Rima Hassan, qui, comme un mur, renvoie tout à sa cause palestinienne,
justifie son bulletin négatif en invoquant l’instrumentalisation
de Boualem Sansal par l’extrême droite. On connaît en effet sa politique
culturelle arbitraire dans les mairies qu’elle dirige et elle doit
trouver bien commode un Algérien hostile à l’islam.
Et alors ? Quand on requiert la liberté pour un écrivain qui
n’utilise aucune autre arme que sa plume, faut-il regarder la
signature du voisin ? En leur temps, des Français de gauche,
moins sectaires, exigèrent avec des anticommunistes la sortie
du goulag de Soljenitsyne, qui n’était pas progressiste
pour un rouble et dont le seul crime, avant
Sansal, était de pourfendre et déranger une dictature.

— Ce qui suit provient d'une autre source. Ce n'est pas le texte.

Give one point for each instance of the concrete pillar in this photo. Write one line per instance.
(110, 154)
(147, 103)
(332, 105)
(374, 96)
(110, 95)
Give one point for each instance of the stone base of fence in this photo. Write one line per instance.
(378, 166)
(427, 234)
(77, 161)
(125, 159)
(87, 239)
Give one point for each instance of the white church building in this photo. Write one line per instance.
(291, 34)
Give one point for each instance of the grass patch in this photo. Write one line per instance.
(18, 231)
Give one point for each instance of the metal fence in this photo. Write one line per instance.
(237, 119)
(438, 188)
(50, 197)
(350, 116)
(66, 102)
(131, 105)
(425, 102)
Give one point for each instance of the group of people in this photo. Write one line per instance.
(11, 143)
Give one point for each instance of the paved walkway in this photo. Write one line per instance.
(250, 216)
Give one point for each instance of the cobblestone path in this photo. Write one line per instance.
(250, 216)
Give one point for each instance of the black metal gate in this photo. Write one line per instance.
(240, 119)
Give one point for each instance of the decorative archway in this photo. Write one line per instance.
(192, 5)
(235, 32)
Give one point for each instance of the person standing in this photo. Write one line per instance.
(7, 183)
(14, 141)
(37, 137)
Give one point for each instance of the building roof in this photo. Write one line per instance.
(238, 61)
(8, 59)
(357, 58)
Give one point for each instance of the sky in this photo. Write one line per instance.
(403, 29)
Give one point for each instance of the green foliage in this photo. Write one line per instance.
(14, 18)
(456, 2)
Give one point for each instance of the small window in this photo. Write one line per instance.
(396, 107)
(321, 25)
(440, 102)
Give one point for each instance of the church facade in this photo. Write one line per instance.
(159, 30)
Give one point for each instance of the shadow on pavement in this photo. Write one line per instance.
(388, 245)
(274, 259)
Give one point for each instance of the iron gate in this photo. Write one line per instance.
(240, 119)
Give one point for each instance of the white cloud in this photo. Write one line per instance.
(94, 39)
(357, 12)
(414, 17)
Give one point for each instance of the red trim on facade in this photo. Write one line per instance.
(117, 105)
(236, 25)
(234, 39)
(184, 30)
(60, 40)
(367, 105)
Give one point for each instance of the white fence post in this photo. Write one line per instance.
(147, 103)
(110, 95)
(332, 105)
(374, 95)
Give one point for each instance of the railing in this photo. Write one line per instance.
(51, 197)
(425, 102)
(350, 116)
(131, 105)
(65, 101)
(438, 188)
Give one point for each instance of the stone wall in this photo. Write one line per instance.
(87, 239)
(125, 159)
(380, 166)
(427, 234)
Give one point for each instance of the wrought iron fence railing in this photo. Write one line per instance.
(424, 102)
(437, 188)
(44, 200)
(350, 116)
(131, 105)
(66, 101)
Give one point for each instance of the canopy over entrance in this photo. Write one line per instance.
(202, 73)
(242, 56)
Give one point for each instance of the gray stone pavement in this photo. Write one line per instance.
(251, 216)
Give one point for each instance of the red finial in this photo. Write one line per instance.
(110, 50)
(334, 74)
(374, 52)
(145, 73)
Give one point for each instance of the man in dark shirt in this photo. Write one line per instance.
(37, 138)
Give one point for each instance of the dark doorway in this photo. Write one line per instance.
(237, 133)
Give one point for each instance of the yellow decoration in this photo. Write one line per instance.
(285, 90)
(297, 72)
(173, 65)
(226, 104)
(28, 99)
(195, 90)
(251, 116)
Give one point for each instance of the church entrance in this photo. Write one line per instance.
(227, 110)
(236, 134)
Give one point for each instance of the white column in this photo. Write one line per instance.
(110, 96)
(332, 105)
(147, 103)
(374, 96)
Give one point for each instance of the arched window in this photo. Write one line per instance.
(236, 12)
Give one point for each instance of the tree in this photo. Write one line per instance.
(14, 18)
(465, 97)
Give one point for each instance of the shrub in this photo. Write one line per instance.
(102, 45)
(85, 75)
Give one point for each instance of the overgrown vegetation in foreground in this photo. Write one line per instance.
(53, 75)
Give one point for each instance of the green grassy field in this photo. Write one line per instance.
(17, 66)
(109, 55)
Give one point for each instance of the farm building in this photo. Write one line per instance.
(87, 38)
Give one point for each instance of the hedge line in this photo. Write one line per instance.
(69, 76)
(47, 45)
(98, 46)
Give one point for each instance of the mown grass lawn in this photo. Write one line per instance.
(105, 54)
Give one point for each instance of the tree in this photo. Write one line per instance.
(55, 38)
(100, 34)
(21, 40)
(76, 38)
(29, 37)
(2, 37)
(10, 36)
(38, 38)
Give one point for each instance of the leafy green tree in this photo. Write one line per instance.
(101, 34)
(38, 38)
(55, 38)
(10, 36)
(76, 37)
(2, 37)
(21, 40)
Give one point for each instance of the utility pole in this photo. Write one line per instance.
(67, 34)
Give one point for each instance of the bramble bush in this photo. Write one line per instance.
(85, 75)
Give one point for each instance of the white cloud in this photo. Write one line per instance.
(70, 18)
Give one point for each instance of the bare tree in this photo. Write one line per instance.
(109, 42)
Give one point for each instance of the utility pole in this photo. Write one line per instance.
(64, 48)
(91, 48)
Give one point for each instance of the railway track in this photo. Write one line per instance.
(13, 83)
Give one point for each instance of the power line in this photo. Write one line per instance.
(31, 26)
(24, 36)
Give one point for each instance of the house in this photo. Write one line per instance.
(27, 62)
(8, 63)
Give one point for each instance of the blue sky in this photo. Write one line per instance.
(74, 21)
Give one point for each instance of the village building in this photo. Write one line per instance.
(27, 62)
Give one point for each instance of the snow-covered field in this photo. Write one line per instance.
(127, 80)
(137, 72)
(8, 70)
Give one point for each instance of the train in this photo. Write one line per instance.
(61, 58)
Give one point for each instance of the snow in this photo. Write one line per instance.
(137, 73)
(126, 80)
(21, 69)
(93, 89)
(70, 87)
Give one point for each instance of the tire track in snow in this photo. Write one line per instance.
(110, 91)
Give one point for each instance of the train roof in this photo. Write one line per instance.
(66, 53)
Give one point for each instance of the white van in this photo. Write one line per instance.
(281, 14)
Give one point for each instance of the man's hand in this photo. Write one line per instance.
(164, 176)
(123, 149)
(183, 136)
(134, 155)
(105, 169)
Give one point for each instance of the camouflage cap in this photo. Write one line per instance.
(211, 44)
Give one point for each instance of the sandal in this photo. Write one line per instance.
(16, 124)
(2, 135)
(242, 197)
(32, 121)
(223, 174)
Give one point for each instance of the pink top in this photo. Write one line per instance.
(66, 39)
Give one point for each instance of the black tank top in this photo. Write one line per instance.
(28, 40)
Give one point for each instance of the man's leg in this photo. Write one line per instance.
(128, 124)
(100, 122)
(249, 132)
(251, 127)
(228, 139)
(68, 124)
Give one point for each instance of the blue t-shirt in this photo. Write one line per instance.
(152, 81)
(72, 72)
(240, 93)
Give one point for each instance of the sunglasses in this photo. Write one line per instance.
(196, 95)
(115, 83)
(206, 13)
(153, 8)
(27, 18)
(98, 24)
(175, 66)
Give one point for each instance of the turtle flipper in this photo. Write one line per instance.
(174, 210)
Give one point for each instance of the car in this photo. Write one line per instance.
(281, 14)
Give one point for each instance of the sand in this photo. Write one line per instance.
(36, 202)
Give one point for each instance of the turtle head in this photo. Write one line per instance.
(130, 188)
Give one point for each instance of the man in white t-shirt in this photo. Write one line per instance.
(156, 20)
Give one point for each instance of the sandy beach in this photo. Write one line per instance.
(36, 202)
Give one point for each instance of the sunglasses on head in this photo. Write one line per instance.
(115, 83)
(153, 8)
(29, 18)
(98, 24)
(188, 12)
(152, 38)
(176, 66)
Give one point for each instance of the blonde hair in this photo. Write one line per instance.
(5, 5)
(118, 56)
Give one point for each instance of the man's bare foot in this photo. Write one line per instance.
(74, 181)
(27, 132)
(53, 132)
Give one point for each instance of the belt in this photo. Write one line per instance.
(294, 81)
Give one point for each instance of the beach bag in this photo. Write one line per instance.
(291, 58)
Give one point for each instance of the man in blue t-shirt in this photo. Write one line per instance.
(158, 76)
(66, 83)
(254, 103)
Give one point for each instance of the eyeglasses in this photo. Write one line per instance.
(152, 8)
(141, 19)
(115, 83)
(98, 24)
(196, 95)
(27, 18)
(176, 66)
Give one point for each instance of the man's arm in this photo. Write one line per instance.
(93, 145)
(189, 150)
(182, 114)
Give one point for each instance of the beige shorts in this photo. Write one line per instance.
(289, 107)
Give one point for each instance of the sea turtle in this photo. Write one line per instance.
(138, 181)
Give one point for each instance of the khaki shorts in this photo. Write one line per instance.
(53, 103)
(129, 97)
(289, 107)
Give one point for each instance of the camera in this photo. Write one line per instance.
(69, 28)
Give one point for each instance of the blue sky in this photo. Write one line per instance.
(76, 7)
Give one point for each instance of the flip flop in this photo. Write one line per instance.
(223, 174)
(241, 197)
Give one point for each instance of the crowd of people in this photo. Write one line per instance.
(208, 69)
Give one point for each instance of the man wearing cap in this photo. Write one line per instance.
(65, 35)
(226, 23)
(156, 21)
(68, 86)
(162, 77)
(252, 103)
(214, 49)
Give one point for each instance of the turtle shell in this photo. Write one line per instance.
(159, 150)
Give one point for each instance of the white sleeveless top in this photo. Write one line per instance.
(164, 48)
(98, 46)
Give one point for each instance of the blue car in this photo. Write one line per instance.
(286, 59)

Ce n’est pas parce qu’il est âgé et malade que Sansal doit être libre,
même si ces circonstances aggravent l’iniquité de sa détention. Auraitil
40 ans et une santé d’acier, il n’a rien à faire dans une geôle, otage de
surcroît d’une crise diplomatique franco-algérienne. En s’agenouillant
devant un absolutisme qui pratique la fuite en avant, le parti mélenchoniste
a trahi la France de Cyrano, de Voltaire, des Lumières, de Zola
et de Camus. Boualem Sansal est cent fois plus insoumis que lui.